John Jantsch (17:18): You know what I’ve been telling people for the last five, well, probably 30 years, but it’s really ramped up the last five years, is instead of saying, how can we use this technology to do something? We’re already doing faster or better or whatever, how can we actually ask better questions? You got it. That becomes our job, right?

Matt Beane (17:36): Yes. And in fact, part of the way you do that is the temptation immediately is just to use it to, I know how to do X, I’m just going to do X about two times faster, which is boy is entrancing.

John Jantsch (17:50): It’s

Matt Beane (17:50): Amazing. You can get it to write a memo in five seconds when it would take you 30 minutes. Geez. And that’s where folks stop. That’s the difference between top performers and average performers. The top performer goes and says, what could I do with this that I would’ve never even dreamed possible before? For instance, I made my master’s students who were most of them fearful of coding, had no coding expertise. And I said, you have three weeks on your own no help, but from chat GT to become a data analytics person, analyze this dataset and do plots in Python, use coding a solution in Python and then post it on GitHub, which is a shared software manipulation platform. And they looked at me like, are you joking me right now? What kind of class is this? This isn’t computer science. And I said, go. And they all did it.
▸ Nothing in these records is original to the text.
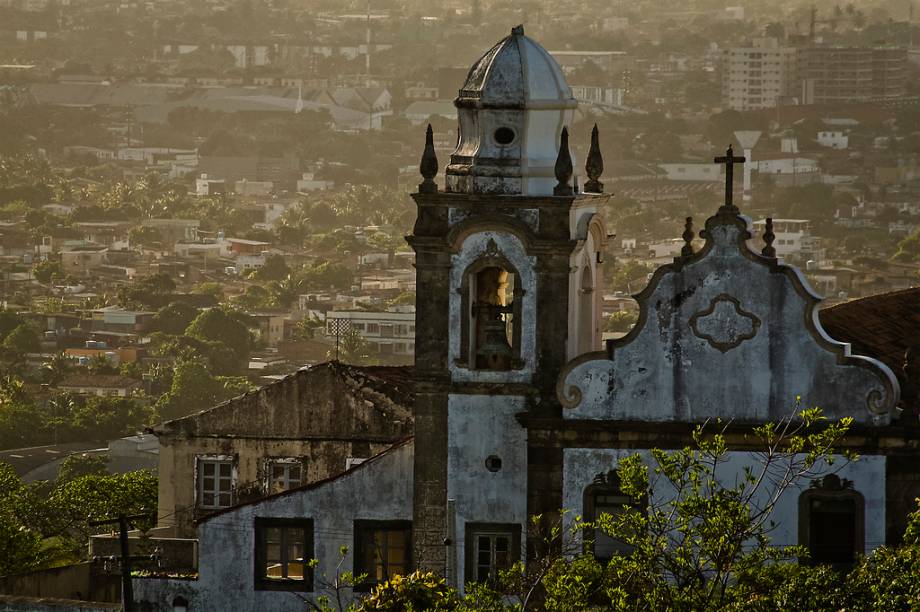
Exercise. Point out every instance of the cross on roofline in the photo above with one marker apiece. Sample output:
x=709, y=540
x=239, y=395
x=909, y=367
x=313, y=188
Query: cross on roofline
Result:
x=729, y=160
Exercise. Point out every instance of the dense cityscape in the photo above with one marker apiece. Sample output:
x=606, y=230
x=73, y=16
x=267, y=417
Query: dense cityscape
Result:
x=207, y=204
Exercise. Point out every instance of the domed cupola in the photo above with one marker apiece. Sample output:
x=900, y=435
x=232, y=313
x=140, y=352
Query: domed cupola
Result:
x=511, y=111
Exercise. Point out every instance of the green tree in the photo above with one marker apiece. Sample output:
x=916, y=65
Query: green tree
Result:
x=909, y=248
x=194, y=388
x=353, y=349
x=174, y=318
x=219, y=325
x=47, y=269
x=82, y=464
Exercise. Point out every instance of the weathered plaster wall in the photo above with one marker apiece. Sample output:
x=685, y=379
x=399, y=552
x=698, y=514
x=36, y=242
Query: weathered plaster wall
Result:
x=480, y=426
x=380, y=489
x=322, y=415
x=581, y=465
x=727, y=333
x=177, y=479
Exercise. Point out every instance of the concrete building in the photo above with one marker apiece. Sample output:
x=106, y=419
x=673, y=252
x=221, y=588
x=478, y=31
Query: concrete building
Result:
x=100, y=385
x=517, y=411
x=388, y=333
x=759, y=76
x=844, y=75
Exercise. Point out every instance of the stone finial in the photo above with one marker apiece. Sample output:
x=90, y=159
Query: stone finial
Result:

(18:43): And by the end, I post this on my substack too. In the beginning I have their ratings on how afraid they were, what they thought with that nudge, mandatory, you must go do the thing that you thought was impossible before. And they all did it at the end. That was a shock to all of them, like hot diggity. I had no idea. I thought this was just kind of fancy, auto complete, like fake my own kind of thing instead of change the world. I wasn’t thinking broadly enough. I wasn’t asking the right questions. What could I do with this that I couldn’t do before? And if you can make yourself ask that question and then go for it. Try something really crazy. You’re going to fail. It’s going to be a waste in three nights or maybe 72 hours of your life, but you’ll learn a lot about this new world we’re entering that most folks will not have under their belt.

John Jantsch (19:31): And I think to some degree, what you’re describing is not about the end result, it’s about the journey

Matt Beane (19:37): And really in your bones skill, what you have at the end of that is not just, I know unquote a little bit about ai. It’s like, no, I’ve actually, I tried to decode sperm whale songs. I know talking to somebody who just took my challenge and tried to do that and they got some meaningful interpretation out of the data. It’s not as good as this paper that just got published. Actually doing that work by scientists who, by the way, four years ago got the memo and used AI to decode sperm whale songs. Another person wanted to sub Bruce Springsteen in for Luke Combs in that Grammy performance with Tracy Chapman. They got pretty far and this person didn’t code before. So yeah, that you will know in the deep sense. You’ll have skill that will inform your decision making and leadership in ways that most folks won’t.

John Jantsch (20:26): Well, Matt, I appreciate you taking some moments to stop by the Duct Tape Marketing Podcast and talk about the future, I suppose is what we were talking about, right? To some degree and strangely the past.

Matt Beane (20:38): Yeah, exactly. Thousands of years ago, and I’ll just toss in for your listeners only. I posted the first chapter of the book online if they want it, ducttapemarketing.mattbeane.com. It’s sitting right there. They can just go and grab it. Hopefully the book is helpful to them, but the future is now. But I agree. It’s an old dynamic too.

John Jantsch (21:00): Yeah. Awesome. Again, appreciate you dropping by for a few moments, and hopefully we’ll run into you one of these days out there on the road.